Speaking of the game's map, it actually does a couple pretty cool things you don't normally see in JRPGs, the most notable of all being vehicles! Early on in the game you are given an ornithopter (one of these) that allows you to glide around the map from one high point to another, letting you reach other parts of the world you couldn't get to by walking-- it's sort of like Zelda: Breath of the Wild's glider on a 3DS JRPG world map scale. You'll also get stuff like a cool boat, or use that aforementioned duck themed power armor to float on lava. The game's map has a rarely seen level of depth with these features (and the Guild Towers) rarely seen in games like this (it's definitely a lot more interesting than some chibi-fied character sprites sliding over pictures of trees or mountains like you usually get).

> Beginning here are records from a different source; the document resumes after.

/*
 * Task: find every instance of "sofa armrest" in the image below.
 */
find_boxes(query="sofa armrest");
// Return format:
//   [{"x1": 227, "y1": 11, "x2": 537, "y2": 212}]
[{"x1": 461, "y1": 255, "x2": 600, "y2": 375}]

I guess this leaves us off at stuff like graphics and music, huh? Well, I'm happy to report those too are pretty great even for the late in its life 3DS. The backgrounds have this great 3D yet hand-drawn look not unlike Bravely Default and the character models and monsters strike a great balance between cute and cool. With artists whose past credits include both Final Fantasy and SaGa games you know you are in good hands. Great character designs like Tiggy (the scientist with the aforementioned power armor) and smart but absentminded daemon Viviana endear you to them almost instantly. Music-wise, the score is by Masayo Asano, whose past work is all over Square-Enix's back catalog and it shows. It's all good stuff.
If you are ready to tackle some new and different RPG systems, then The Alliance Alive is definitely worth a shot. The only downside is it can take a bit to wrap your head around the game's defiantly tradition-bucking systems, and sometimes the game can be a little obtuse about where you need to go next on your quest. It took me much too long to realize that the game wanted me exploring blindly into the unknown to find a new location, rather than trigger some event within the realms I had already discovered --especially when I had to dodge several extremely powerful water demons to get there.
If you are looking for a new JRPG experience that isn't afraid to try new things and break the rules, The Alliance Alive is something you should absolutely check out. If you are worn out by the re-used conventions most JRPGs religiously cling to, Alliance might be a breath of fresh air. After mainlining the first five classic Final Fantasy games and obsessively plowing through the first Wild Arms, it definitely was for me.
The Alliance Alive (3DS) was reviewed using a digital download code provided by Atlus.